Journal: What are ways in which you as a board member could help bring up test scores throughout DUSD?

Brown: Work on communication between the district and the parents of our students to bring all stakeholders together to unite and support the education of all our students.  Find ways to address the needs of the students who are struggling and see what additional programs that we can offer. 

We need to make sure all our parents have a vested interest in their children to do the best they can and to work with the teachers and the district to excel and take pride in their children's education.  It is a proven fact that parents who take the time to become involved and are active in their child's education help to improve their child's test scores, which in turn helps raise test scores of the district as a whole.  This is why so many private schools and schools which have so much hands-on support from parents score higher. We as a district need to continue to assess the curriculum areas where we need to focus for improvement.

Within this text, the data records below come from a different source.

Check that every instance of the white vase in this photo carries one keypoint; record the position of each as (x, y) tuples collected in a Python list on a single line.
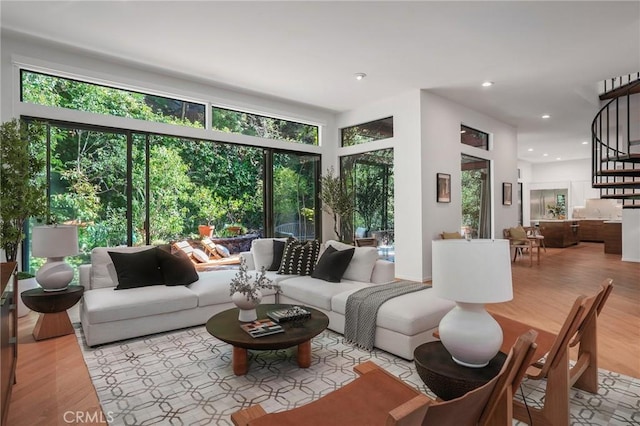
[(24, 285), (246, 306)]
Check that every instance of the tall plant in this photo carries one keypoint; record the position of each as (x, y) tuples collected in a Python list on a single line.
[(337, 200), (23, 188)]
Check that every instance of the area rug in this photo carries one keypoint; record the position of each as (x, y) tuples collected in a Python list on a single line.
[(185, 378)]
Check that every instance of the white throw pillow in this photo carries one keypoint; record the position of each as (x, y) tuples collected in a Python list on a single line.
[(361, 266), (200, 256)]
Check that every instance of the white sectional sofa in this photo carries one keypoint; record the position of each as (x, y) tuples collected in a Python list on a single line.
[(107, 315)]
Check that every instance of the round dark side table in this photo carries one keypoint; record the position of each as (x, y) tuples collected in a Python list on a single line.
[(52, 305), (446, 378)]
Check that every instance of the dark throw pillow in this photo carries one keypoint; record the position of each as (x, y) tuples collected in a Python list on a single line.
[(332, 264), (299, 257), (278, 251), (137, 269), (176, 269)]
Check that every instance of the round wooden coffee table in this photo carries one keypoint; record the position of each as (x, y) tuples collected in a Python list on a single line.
[(226, 327)]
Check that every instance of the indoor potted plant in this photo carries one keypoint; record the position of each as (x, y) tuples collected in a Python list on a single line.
[(245, 291), (23, 187)]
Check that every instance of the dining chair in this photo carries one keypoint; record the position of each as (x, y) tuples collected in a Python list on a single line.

Journal: Do you feel children in Denair are getting a good education, and if not, how can you help ensure that they do?

Brown: I believe that the students do get a good education but there is always, and I mean always, room for improvement.  A small district such as ours often has difficulty offering some of the programs that the larger districts offer, the larger the enrollment the more funding the district receives.  We do a great job of offering as many opportunities as possible and work hard at finding ways to increase opportunities.

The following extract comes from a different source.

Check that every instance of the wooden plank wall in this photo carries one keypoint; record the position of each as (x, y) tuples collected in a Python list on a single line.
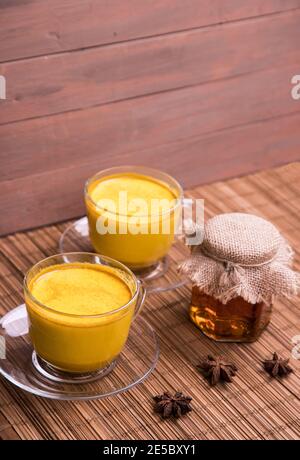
[(198, 88)]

Journal: How can DUSD create and sustain a balanced budget?

Brown: I feel that the district has been very creative in keeping our budget balanced with the cuts that we are continually receiving.  We need to continually work on finding areas where reductions can be made without having to sacrifice a quality and safe learning environment. 

The total school community needs to work together to make adjustments in order to keep everyone employed and keep the budget balanced, while keeping our students as our number one priority.  We need to expend the flexibility to use our employees in positions, sometimes wearing many hats, to benefit the whole district's needs, which include moving employees to different positions to make it all work.  This has helped our district immensely. 

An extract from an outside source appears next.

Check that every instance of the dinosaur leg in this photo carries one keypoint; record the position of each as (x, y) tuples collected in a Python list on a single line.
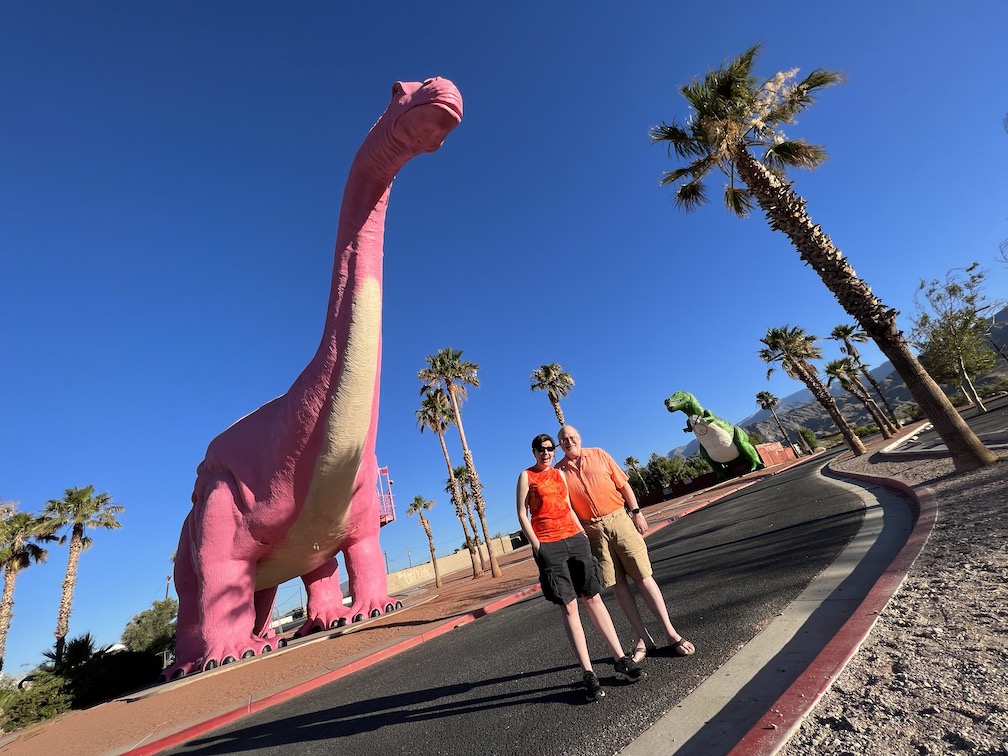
[(264, 600), (189, 645), (225, 564), (325, 609), (368, 581)]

All stakeholders, whether it be our school community or our public community, need to step up and be willing to help our schools get through this difficult budget time. 

 

 

Don G. Smith

Bio: I have lived in Denair for 39 years with my wife Carol. We have two children, Anne Sanders and Donnie Smith, who both graduated from Denair High School 15 years ago.

I retired from the Turlock Irrigation District after 36 years of service as an equipment operator.

Journal: Why are you running for the Denair Unified School District Board of Trustees?

Smith: I have decided to run for the DUSD school board because I feel that I have the knowledge and commitment that would help to improve an already outstanding school district.

Journal: What do you feel is the most important issue affecting DUSD?

Smith: The most important issue affecting DUSD is obviously the financial crisis, and as a small community and school district we have to do more with less.

Journal: What are ways in which you as a board member could help bring up test scores throughout DUSD?

Smith: Success doesn’t just happen. It takes all of us school personnel with a vision for excellence, families who are involved and student success, all working together as one.

Journal: Do you feel children in Denair are getting a good education, and if not, how can you help ensure that they do?

Smith: Yes, I feel our students in DUSD are getting a good education, but there is always room for improvement. I feel that more emphasis should be put on the importance of a college education and students becoming life-long learners.

Journal: How can DUSD create and sustain a balanced budget?

Smith: Creating a balanced budget will be hard. My plan for the budgeting process includes making better financial and program decisions, improve operations and enhance relationships between parents, teachers and students.

 

Julian Wren

Bio: I have lived in Denair since 200, and prior to that I lived in Turlock for 10 years. I currently have two children in DUSD, ages 15 and 9. I am a supervisor for the Stanislaus County Child Services Agency where I supervise social workers that receive and investigate reports of child abuse and neglect.

I have a B.A. degree in Psychology from UC Santa Cruz, an M.S. degree in Social Work from CSU Stanislaus and a Doctorate in Educational Leadership from UC Davis.

Journal: Why are you running for the Denair Unified School District Board of Trustees?

Wren: I want to make a contribution to the improvement of education in our district and to ensure that DUSD receives the best value for tax dollars spent.

For over 15 years, I have worked directly with various Stanislaus County school personnel to ensure all children are safe and able to take advantage of their educational opportunities. I hope to use my years of public administration experience as a resource to consistently improve the state of DUSD.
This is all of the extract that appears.